Le << opposizioni » non ebbero quindi alcun programma << apparente », nessuna tattica all'infuori di quella puerile che si riassume nelle frasi: isolare il fascismo, attendere che il fascismo si disgreghi per l'azione delle sue intime contraddizioni. Non ebbero alcun programma << apparente»: ciò non significa che non abbiano avuto, e non abbiano, un programma stabilito di comune accordo. Isolare il fascismo va bene: ma che fare se il fascismo, solidale nel suo complesso, al di fuori delle contraddizioni, per mantenere il potere, resiste e sviluppa la guerra civile? I comunisti hanno affermato: occorre fare appello alle masse popolari, occorre far intervenire direttamente il popolo lavoratore contro cui il fascismo sta scatenando la guerra civile. Le « opposizioni hanno respinto la proposta dei comunisti, ma non hanno fatto nessuna proposta pratica per conto loro; non solo, ma con un ordine del giorno hanno voluto cautelarsi contro ogni controllo delle masse. La proposta pratica era implicita, era sottintesa o fatta a bassa voce: la proposta pratica era di ricorrere ad una forza reazionaria per contrapporla al fascismo, legando mani e piedi alle masse lavoratrici. Le « opposizioni cosí rifiutarono la immensa forza posta a loro disposizione dal popolo, da assemblea nazionale ridiventarono « gruppi di galan- tuomini che discutono in una farmacia di villaggio gli avvenimenti del giorno; l'anima di Pier Soderini ebbe il sopravvento sulla primitiva velleità di uomini della Convenzione.
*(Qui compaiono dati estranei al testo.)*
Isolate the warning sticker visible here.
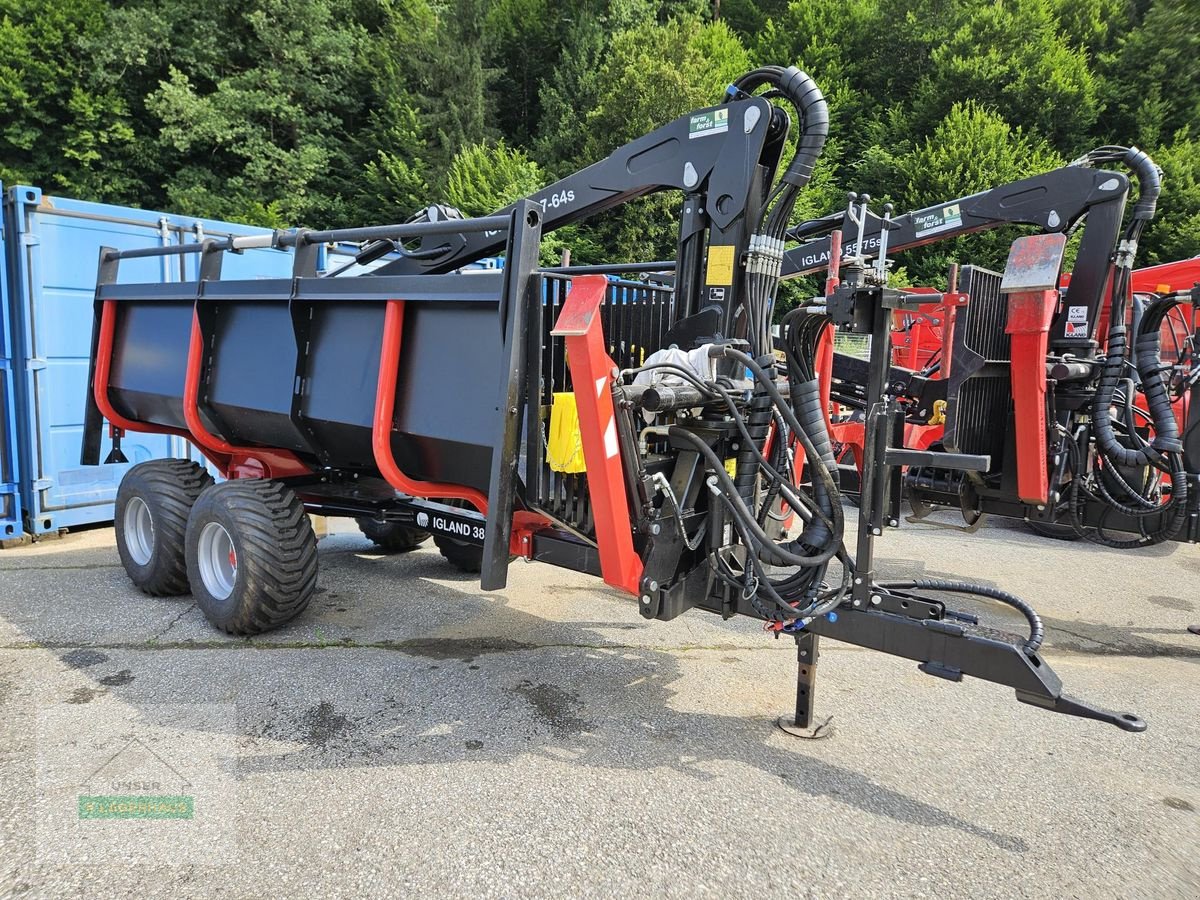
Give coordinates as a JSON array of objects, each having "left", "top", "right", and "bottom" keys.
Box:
[
  {"left": 914, "top": 203, "right": 963, "bottom": 237},
  {"left": 689, "top": 108, "right": 729, "bottom": 139},
  {"left": 705, "top": 245, "right": 735, "bottom": 285}
]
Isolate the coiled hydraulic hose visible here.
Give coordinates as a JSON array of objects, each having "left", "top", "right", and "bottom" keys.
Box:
[
  {"left": 1134, "top": 303, "right": 1184, "bottom": 455},
  {"left": 730, "top": 66, "right": 829, "bottom": 193},
  {"left": 733, "top": 384, "right": 774, "bottom": 506},
  {"left": 666, "top": 66, "right": 836, "bottom": 621},
  {"left": 1088, "top": 146, "right": 1167, "bottom": 469},
  {"left": 671, "top": 428, "right": 838, "bottom": 569},
  {"left": 727, "top": 66, "right": 828, "bottom": 357},
  {"left": 1070, "top": 145, "right": 1190, "bottom": 545},
  {"left": 788, "top": 377, "right": 838, "bottom": 550}
]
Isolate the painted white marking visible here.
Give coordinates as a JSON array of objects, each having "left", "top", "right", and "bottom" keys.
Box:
[{"left": 604, "top": 419, "right": 619, "bottom": 458}]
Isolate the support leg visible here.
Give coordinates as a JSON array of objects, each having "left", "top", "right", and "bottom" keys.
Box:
[{"left": 776, "top": 631, "right": 834, "bottom": 739}]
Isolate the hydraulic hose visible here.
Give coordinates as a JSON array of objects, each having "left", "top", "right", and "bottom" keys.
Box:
[
  {"left": 788, "top": 377, "right": 838, "bottom": 550},
  {"left": 1066, "top": 429, "right": 1186, "bottom": 547},
  {"left": 1087, "top": 290, "right": 1189, "bottom": 543},
  {"left": 1092, "top": 254, "right": 1154, "bottom": 468},
  {"left": 718, "top": 346, "right": 844, "bottom": 535},
  {"left": 728, "top": 66, "right": 829, "bottom": 356},
  {"left": 1135, "top": 308, "right": 1183, "bottom": 454},
  {"left": 777, "top": 67, "right": 829, "bottom": 190},
  {"left": 734, "top": 381, "right": 774, "bottom": 506},
  {"left": 671, "top": 426, "right": 838, "bottom": 568},
  {"left": 1088, "top": 145, "right": 1166, "bottom": 470},
  {"left": 731, "top": 66, "right": 829, "bottom": 191},
  {"left": 1120, "top": 146, "right": 1161, "bottom": 221},
  {"left": 877, "top": 579, "right": 1044, "bottom": 654}
]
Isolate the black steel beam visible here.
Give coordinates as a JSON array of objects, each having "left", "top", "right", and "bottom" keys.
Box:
[
  {"left": 804, "top": 605, "right": 1145, "bottom": 731},
  {"left": 480, "top": 200, "right": 544, "bottom": 591}
]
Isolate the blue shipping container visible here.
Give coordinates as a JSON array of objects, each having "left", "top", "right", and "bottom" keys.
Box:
[
  {"left": 2, "top": 186, "right": 294, "bottom": 536},
  {"left": 0, "top": 180, "right": 24, "bottom": 543}
]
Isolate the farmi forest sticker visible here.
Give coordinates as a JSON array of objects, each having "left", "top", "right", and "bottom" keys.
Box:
[
  {"left": 689, "top": 108, "right": 729, "bottom": 139},
  {"left": 78, "top": 737, "right": 194, "bottom": 820}
]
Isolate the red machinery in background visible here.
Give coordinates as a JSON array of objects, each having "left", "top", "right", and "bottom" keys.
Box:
[
  {"left": 893, "top": 256, "right": 1199, "bottom": 381},
  {"left": 783, "top": 150, "right": 1197, "bottom": 550},
  {"left": 829, "top": 287, "right": 946, "bottom": 476},
  {"left": 827, "top": 255, "right": 1198, "bottom": 535}
]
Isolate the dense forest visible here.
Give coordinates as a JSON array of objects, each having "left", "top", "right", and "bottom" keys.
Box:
[{"left": 1, "top": 0, "right": 1197, "bottom": 284}]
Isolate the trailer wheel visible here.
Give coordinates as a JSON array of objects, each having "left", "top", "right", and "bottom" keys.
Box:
[
  {"left": 115, "top": 459, "right": 214, "bottom": 596},
  {"left": 185, "top": 480, "right": 318, "bottom": 635},
  {"left": 432, "top": 533, "right": 487, "bottom": 572},
  {"left": 1026, "top": 520, "right": 1083, "bottom": 542},
  {"left": 355, "top": 518, "right": 430, "bottom": 553}
]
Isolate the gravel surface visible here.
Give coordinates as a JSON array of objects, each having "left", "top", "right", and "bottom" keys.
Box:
[{"left": 0, "top": 515, "right": 1196, "bottom": 898}]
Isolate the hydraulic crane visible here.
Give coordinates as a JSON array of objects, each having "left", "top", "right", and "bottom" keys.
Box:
[{"left": 83, "top": 66, "right": 1152, "bottom": 737}]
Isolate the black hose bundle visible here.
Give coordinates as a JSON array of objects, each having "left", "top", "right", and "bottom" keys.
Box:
[
  {"left": 1134, "top": 298, "right": 1185, "bottom": 455},
  {"left": 1068, "top": 293, "right": 1191, "bottom": 547},
  {"left": 656, "top": 332, "right": 849, "bottom": 624},
  {"left": 1076, "top": 146, "right": 1187, "bottom": 546},
  {"left": 732, "top": 386, "right": 774, "bottom": 507},
  {"left": 726, "top": 66, "right": 828, "bottom": 357},
  {"left": 1089, "top": 146, "right": 1161, "bottom": 465},
  {"left": 781, "top": 307, "right": 840, "bottom": 553},
  {"left": 636, "top": 65, "right": 843, "bottom": 625},
  {"left": 730, "top": 66, "right": 829, "bottom": 193}
]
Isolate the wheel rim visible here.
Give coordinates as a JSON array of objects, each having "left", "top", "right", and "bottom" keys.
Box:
[
  {"left": 123, "top": 497, "right": 155, "bottom": 566},
  {"left": 197, "top": 521, "right": 238, "bottom": 601}
]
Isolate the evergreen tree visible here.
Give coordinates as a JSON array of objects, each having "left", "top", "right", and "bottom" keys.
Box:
[
  {"left": 895, "top": 101, "right": 1064, "bottom": 283},
  {"left": 446, "top": 140, "right": 544, "bottom": 216},
  {"left": 0, "top": 0, "right": 1193, "bottom": 268},
  {"left": 1142, "top": 128, "right": 1200, "bottom": 265},
  {"left": 568, "top": 16, "right": 750, "bottom": 261},
  {"left": 1101, "top": 0, "right": 1200, "bottom": 147},
  {"left": 0, "top": 0, "right": 138, "bottom": 199}
]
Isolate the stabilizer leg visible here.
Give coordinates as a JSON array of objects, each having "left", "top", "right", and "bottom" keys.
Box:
[{"left": 777, "top": 631, "right": 834, "bottom": 739}]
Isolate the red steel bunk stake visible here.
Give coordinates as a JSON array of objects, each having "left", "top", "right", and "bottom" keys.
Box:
[
  {"left": 817, "top": 229, "right": 840, "bottom": 434},
  {"left": 372, "top": 299, "right": 490, "bottom": 514},
  {"left": 182, "top": 309, "right": 308, "bottom": 479},
  {"left": 807, "top": 233, "right": 842, "bottom": 474},
  {"left": 823, "top": 228, "right": 842, "bottom": 298},
  {"left": 93, "top": 299, "right": 193, "bottom": 443},
  {"left": 551, "top": 276, "right": 644, "bottom": 596},
  {"left": 1006, "top": 289, "right": 1059, "bottom": 504},
  {"left": 1001, "top": 234, "right": 1069, "bottom": 506}
]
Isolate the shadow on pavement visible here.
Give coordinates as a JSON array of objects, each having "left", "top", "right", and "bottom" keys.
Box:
[{"left": 1, "top": 536, "right": 1037, "bottom": 853}]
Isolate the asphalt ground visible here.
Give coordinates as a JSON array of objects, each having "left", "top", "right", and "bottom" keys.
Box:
[{"left": 0, "top": 512, "right": 1197, "bottom": 898}]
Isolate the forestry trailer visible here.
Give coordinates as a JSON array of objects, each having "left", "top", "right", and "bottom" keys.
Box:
[{"left": 84, "top": 66, "right": 1179, "bottom": 736}]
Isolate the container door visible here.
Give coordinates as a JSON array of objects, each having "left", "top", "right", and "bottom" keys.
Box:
[
  {"left": 0, "top": 180, "right": 25, "bottom": 542},
  {"left": 5, "top": 186, "right": 185, "bottom": 533}
]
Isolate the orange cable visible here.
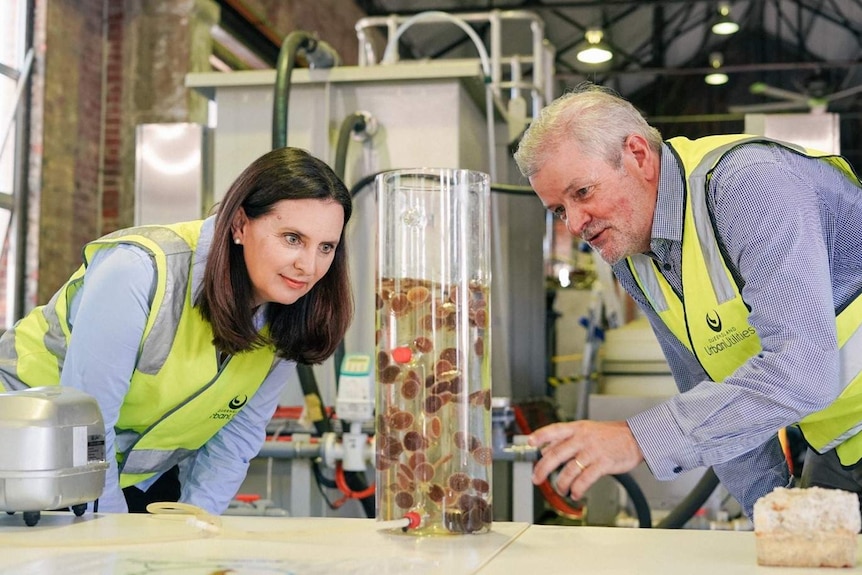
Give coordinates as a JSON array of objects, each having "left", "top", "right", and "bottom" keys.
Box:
[
  {"left": 512, "top": 405, "right": 586, "bottom": 520},
  {"left": 334, "top": 461, "right": 376, "bottom": 502}
]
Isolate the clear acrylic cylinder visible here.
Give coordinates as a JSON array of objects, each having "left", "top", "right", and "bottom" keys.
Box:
[{"left": 375, "top": 168, "right": 493, "bottom": 535}]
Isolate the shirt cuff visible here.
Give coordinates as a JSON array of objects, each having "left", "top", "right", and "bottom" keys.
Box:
[{"left": 627, "top": 401, "right": 702, "bottom": 480}]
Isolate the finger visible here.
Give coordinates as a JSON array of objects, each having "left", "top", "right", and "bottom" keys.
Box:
[
  {"left": 528, "top": 422, "right": 577, "bottom": 447},
  {"left": 531, "top": 440, "right": 580, "bottom": 484},
  {"left": 532, "top": 451, "right": 561, "bottom": 485},
  {"left": 568, "top": 460, "right": 603, "bottom": 501},
  {"left": 552, "top": 457, "right": 586, "bottom": 495}
]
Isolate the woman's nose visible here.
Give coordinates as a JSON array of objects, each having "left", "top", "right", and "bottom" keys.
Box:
[{"left": 294, "top": 249, "right": 316, "bottom": 274}]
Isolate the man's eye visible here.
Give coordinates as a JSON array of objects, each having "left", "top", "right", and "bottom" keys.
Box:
[{"left": 552, "top": 206, "right": 567, "bottom": 221}]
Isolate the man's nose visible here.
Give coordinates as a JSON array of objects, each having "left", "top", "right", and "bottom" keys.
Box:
[{"left": 564, "top": 206, "right": 589, "bottom": 237}]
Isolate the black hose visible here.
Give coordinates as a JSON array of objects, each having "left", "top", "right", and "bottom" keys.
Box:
[
  {"left": 350, "top": 175, "right": 535, "bottom": 200},
  {"left": 349, "top": 172, "right": 382, "bottom": 198},
  {"left": 334, "top": 113, "right": 368, "bottom": 180},
  {"left": 344, "top": 471, "right": 376, "bottom": 518},
  {"left": 655, "top": 467, "right": 720, "bottom": 528},
  {"left": 612, "top": 472, "right": 652, "bottom": 528},
  {"left": 272, "top": 31, "right": 315, "bottom": 149},
  {"left": 491, "top": 183, "right": 535, "bottom": 196},
  {"left": 330, "top": 113, "right": 371, "bottom": 382}
]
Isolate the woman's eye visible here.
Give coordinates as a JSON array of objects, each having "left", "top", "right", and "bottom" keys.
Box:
[
  {"left": 285, "top": 234, "right": 300, "bottom": 245},
  {"left": 320, "top": 244, "right": 335, "bottom": 255}
]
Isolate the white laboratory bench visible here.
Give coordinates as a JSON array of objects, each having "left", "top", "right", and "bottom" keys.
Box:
[{"left": 0, "top": 512, "right": 856, "bottom": 574}]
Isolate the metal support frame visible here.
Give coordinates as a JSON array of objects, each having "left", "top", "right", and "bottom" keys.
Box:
[{"left": 355, "top": 9, "right": 553, "bottom": 119}]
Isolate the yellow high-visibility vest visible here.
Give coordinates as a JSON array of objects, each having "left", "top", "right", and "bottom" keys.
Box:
[
  {"left": 627, "top": 135, "right": 862, "bottom": 464},
  {"left": 0, "top": 221, "right": 277, "bottom": 486}
]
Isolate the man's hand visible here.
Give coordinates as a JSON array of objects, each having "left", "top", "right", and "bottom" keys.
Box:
[{"left": 528, "top": 420, "right": 645, "bottom": 500}]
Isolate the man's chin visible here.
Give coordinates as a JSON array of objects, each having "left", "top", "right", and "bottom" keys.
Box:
[{"left": 593, "top": 246, "right": 619, "bottom": 266}]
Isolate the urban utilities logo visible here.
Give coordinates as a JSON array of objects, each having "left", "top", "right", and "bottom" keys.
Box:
[
  {"left": 705, "top": 310, "right": 722, "bottom": 332},
  {"left": 228, "top": 394, "right": 248, "bottom": 410},
  {"left": 212, "top": 394, "right": 248, "bottom": 420},
  {"left": 703, "top": 309, "right": 757, "bottom": 356}
]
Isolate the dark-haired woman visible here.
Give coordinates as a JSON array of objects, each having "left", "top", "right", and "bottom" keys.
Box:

Le masse devono giudicare e giudicheranno. Ma il giudizio non sarebbe che una vana coreografia se rimanesse senza sanzioni pratiche che possano essere applicate dalla massa stessa. È necessario perciò che la massa popolare con tutti i suoi mezzi esprima il suo parere sulla situazione; ma è necessario anche che gli elementi fattivi e militanti della massa escano dalle formazioni politiche che rappresentano solo l'esitazione e il dubbio piccoli-borghesi nella lotta contro la reazione, contro tutta la reazione, sia essa la dittatura fascista, sia la dittatura militare, per concentrarsi nel solo Partito che rappresenta le aspirazioni di libertà della grande maggioranza del popolo, per dargli la forza sufficiente e necessaria a condurre a fondo la lotta santa che era, e continua ad essere, volontà universale in questo periodo della storia italiana.